Une correction des marchés semble bien en cours, mais jusqu'où nous mènera-t-elle? Pendant que la ronde des résultats trimestriels se poursuit et laisse entrevoir une croissance plus faible des bénéfices, la semaine s'annonce décisive en Espagne alors qu'un refinancement obligataire est prévu pour jeudi. Le spectre d'une Europe en sérieuse difficulté reviendra-t-il hanter les marchés comme il l'a fait l'automne dernier?

Les deux premières semaines d'avril ont été difficiles pour les marchés. L'indice S&P 500 est en baisse de près de 4% et est en voie de pénétrer sa moyenne mobile de 50 jours, ce qui signifierait que la tendance à court terme est en train de s'inverser.

Cela n'a rien d'étonnant, explique Ron Meisels, président de Phases & Cycles, firme spécialisée en analyse technique. Durant les trois premiers mois de l'année, les marchés ont monté sans interruption. «Aucun gestionnaire de portefeuilles n'a voulu se mettre en travers, et le marché s'est apprécié de 13%», rappelle-t-il.

Avec la fin du premier trimestre, la hausse a fait place à une ronde de prise de profits. Cette prudence des investisseurs est probablement de mise étant donné que les indices boursiers sont largement au-dessus de leur moyenne mobile moyenne de 200 jours. Ce qui signifie que les cours boursiers sont actuellement bien au-dessus de leur tendance à long terme.
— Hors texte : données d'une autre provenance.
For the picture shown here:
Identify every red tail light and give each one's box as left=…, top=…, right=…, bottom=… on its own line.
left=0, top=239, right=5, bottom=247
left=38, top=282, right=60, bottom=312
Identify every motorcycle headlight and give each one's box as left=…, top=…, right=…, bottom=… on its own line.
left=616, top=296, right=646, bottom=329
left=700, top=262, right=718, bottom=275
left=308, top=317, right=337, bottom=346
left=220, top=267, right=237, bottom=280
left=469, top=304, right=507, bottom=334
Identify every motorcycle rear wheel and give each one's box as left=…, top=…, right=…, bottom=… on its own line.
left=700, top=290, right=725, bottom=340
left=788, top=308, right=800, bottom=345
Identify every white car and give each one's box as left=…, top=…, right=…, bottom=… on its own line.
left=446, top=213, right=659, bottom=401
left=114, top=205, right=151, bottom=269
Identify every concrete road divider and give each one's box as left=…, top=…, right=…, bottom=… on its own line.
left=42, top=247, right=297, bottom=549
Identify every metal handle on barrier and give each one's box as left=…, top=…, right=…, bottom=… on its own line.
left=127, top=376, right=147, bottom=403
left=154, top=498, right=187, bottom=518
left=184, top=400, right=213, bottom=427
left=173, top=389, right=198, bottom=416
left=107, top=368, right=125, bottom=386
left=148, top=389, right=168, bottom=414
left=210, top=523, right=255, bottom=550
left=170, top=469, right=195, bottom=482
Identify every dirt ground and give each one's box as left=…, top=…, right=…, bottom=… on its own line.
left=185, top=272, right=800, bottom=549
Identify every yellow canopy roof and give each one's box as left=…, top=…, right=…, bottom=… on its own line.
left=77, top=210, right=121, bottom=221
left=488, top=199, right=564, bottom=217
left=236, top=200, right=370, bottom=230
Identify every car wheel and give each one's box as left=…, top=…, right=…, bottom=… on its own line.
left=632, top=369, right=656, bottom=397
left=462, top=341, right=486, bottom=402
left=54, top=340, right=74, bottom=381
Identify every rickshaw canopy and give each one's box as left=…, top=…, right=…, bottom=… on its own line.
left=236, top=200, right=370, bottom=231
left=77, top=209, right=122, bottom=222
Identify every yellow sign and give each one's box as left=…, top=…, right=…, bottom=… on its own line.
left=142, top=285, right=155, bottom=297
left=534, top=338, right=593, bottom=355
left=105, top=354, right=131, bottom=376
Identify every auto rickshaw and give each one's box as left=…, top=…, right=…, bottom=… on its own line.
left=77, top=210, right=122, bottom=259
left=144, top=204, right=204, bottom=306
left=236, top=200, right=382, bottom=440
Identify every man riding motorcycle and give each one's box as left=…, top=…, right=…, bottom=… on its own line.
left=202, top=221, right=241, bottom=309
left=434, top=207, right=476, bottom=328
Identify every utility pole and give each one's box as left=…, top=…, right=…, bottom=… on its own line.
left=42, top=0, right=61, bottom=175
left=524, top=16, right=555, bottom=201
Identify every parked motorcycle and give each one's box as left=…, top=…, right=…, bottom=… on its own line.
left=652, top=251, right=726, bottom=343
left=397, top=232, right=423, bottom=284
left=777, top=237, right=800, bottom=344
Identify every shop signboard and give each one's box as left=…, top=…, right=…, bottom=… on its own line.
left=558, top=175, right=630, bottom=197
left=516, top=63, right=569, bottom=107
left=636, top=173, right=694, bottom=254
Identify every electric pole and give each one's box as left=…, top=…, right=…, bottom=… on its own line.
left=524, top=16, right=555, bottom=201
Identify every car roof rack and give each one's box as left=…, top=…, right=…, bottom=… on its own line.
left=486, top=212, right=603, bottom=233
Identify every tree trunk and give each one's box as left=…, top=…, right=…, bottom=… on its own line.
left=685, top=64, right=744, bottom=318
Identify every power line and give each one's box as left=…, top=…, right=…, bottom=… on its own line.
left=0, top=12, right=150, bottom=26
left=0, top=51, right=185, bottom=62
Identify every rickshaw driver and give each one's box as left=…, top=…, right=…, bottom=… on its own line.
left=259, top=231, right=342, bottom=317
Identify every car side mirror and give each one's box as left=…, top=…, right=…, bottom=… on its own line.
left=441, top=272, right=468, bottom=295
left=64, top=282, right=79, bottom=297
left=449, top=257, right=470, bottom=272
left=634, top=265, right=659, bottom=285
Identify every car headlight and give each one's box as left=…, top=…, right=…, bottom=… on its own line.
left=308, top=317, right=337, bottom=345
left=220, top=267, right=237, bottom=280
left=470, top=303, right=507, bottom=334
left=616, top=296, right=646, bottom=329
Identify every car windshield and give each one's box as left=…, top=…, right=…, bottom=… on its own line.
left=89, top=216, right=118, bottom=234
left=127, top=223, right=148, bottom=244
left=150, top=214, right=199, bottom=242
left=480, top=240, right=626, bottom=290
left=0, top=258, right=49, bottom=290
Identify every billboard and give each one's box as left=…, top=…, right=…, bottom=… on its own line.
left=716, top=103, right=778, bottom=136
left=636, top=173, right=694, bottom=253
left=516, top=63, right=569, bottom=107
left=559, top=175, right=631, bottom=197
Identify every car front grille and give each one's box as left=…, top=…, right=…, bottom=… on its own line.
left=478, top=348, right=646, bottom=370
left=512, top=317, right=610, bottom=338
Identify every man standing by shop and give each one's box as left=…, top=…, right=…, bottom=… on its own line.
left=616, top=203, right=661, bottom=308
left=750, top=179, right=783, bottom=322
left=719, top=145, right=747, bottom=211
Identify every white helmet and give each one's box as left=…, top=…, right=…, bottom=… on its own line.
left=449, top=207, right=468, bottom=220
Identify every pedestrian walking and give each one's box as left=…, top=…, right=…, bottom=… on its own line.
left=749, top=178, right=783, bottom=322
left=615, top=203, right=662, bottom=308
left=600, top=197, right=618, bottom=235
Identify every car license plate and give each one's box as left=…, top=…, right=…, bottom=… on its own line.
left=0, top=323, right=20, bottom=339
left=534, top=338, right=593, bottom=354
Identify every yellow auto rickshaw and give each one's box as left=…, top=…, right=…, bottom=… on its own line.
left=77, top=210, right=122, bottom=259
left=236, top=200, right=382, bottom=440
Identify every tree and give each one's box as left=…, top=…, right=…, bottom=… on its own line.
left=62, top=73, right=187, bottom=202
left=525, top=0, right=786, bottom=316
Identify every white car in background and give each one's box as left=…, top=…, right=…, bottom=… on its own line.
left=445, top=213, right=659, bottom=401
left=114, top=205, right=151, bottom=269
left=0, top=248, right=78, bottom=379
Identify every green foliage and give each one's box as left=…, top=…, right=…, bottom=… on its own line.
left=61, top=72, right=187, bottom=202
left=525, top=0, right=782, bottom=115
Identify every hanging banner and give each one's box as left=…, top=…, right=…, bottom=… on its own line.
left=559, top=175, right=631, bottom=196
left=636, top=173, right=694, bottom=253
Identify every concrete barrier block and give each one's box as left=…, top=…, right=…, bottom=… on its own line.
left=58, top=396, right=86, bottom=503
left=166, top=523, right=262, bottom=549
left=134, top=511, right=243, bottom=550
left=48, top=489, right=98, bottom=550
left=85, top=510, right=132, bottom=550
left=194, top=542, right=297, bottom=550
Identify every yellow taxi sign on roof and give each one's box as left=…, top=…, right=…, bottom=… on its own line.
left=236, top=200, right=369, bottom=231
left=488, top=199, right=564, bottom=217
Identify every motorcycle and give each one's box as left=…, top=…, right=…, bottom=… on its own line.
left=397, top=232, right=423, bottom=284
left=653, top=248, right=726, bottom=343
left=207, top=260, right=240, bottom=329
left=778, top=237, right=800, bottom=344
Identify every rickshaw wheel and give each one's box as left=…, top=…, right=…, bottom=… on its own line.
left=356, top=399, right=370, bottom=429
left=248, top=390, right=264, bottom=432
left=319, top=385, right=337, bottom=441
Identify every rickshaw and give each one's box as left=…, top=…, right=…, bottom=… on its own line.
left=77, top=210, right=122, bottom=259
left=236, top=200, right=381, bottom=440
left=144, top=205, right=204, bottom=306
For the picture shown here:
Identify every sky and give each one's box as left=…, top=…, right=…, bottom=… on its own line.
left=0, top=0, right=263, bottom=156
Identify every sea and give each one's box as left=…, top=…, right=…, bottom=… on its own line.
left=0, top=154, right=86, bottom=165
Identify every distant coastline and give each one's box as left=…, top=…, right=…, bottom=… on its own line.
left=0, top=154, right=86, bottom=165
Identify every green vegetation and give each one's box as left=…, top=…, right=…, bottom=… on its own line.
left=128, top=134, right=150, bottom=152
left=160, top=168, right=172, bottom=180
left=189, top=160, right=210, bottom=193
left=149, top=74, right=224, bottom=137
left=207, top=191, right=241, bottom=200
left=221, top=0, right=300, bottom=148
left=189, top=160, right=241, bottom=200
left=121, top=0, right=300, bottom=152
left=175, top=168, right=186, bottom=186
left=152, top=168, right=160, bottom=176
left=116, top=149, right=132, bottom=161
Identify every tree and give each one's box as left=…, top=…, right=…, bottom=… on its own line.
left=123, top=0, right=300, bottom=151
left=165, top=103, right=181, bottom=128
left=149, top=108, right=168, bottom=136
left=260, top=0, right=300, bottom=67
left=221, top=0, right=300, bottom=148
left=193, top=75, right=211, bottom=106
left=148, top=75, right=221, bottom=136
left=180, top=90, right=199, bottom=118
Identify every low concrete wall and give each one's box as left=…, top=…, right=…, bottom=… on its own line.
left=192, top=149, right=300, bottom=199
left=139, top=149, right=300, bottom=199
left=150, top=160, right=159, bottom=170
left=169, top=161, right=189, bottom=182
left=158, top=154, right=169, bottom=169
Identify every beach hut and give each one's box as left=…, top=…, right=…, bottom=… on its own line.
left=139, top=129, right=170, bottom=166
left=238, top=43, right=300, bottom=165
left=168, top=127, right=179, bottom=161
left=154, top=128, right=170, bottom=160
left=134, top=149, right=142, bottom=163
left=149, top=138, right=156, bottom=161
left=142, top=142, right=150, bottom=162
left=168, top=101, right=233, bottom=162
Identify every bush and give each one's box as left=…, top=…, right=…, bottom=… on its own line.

Quelle sera l'ampleur de la correction? Deux scénarios sont possibles, selon Ron Meisels. D'abord, la correction horizontale. Peu de choses motivent alors des changements importants dans les cours, si bien que le marché évolue pendant un certain temps à l'intérieur d'un corridor relativement étroit. Le président de Phases & Cycles estime que les bornes supérieure et inférieure de ce corridor pour le S&P 500 seraient 1395 et 1360. Si c'est le scénario qui devait prévaloir, la plus grande partie de la baisse serait déjà derrière nous. Ce mouvement latéral du marché pourrait durer quelques semaines, si ce n'est un mois ou deux.

Dans le deuxième scénario, un élément catalyseur causerait un mouvement de marché nettement plus violent, et sûrement beaucoup plus éprouvant pour les investisseurs. L'indice risquerait alors de chuter rapidement vers sa moyenne mobile de 200 jours qui se situe actuellement à 1290.

Bien qu'un calme relatif règne sur le front européen depuis quelques mois, cela pourrait maintenant changer et fournir l'élément catalyseur d'une chute des marchés alors que l'attention se porte à nouveau vers l'Espagne.

Qui voudra des obligations espagnoles?

Les obligations espagnoles de 10 ans ont franchi le niveau psychologique de 6% hier. Elles ont touché 6,15%. En même temps, les obligations de même échéance de l'Allemagne se retrouvaient à un creux record de 1,63%. Le record précédent avait été établi en novembre dernier au plus fort de la crise des dettes souveraines en Europe.

Rappelons que c'est lorsque les obligations de l'Italie avaient franchi la barre des 7% que la panique s'était installée sur les marchés l'automne dernier.

On en saura plus long sur l'appétit des investisseurs jeudi, quand l'Espagne procédera à la vente aux enchères de nouvelles obligations de 2 ans et de 10 ans. Entre-temps, l'incertitude est palpable sur le marché des CDS (credit default swap), qui sont des assurances en cas de défaut de paiement de l'emprunteur. Une protection portant sur 10 millions US d'obligations espagnoles coûte actuellement 520 000$US par année, un record.

Sans une intervention de la Banque centrale européenne (BCE), le taux des obligations espagnoles semble destiné à monter plus haut, a expliqué hier Lyn Ann Taylor, stratège pour le banquier belge Rabobank, au cours d'une entrevue sur CNBC. «L'état de crise est de retour», dit-elle.

Mais le hic, c'est qu'à la BCE, on serait de plus en plus réticent à racheter les obligations des pays en difficulté. On se souviendra qu'il avait fallu de longues négociations entre le duo Merkel-Sarkozy et les dirigeants de la BCE, l'automne dernier, avant que ceux-ci n'acceptent à la toute dernière heure de participer au plan de sauvetage de la Grèce et de l'Euro.